A node is basically a virtual machine that runs Erlang byte code or native code if compiled with HiPE. You can run one node per box or you can run many.

Joel

ktmexc20 · Jul 18, 2005

Joel, I posted this on the erlang forum re the thread you started. Thanks for introducing erlang.

Quote from me...

My first impression is that Erlang seems to be a dream for RT, DC-HPC,
so I want to thank the developers for it's utility and it's
OpenSource.

The discussion here about efficiency for large data set retrieval and
number crunching, led me to want to share my favorite libraries of
choice. I'm a Python aficionado because of it's remarkable scripting
ease, and it's near transparency over "C" libraries (amongst other
reasons)... Here are some excellent packages for efficiency and easy
porting:

For DB, Pytables is a thin wrapper over the NCSA's HDF5 library:
http://pytables.sourceforge.net/html/WelcomePage.html
http://hdf.ncsa.uiuc.edu/HDF5/

For Number Crunching I use the STCI's Numarray package, as well as
Numeric/Scipy.
http://www.stsci.edu/resources/software_hardware/numarray

Pytables is quite amazing and also built with Numarray/Numeric so is
therefore nearly seamless for retrieval and then crunching.

The desires of all the situations mentioned in this thread, regarding
DB's and Number crunching, are contained very well in these packages.
More...

Joel Reymont · Jul 18, 2005

You are very welcome.

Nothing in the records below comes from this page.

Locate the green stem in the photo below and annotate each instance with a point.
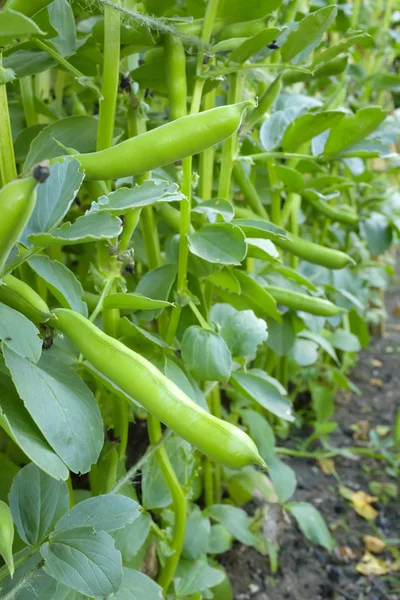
(206, 163)
(57, 56)
(237, 68)
(249, 190)
(274, 192)
(216, 411)
(356, 13)
(27, 97)
(294, 224)
(109, 89)
(208, 479)
(8, 169)
(208, 24)
(178, 501)
(236, 82)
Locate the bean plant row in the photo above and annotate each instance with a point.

I started an open source project to build a trading backend on top of Erlang. Take a look at http://wagerlabs.com/uptick

ktmexc20 · Jul 18, 2005

One nice thing to mention about pytables/hdf, is that the file itself is not opened into memory but only an active pointer.

Same goes for the hierarchial groups/tables/cols/rows// single arrays or meta data within the file. Components can then be efficiently sliced/diced/iterated in "C", and finally returned as an active object.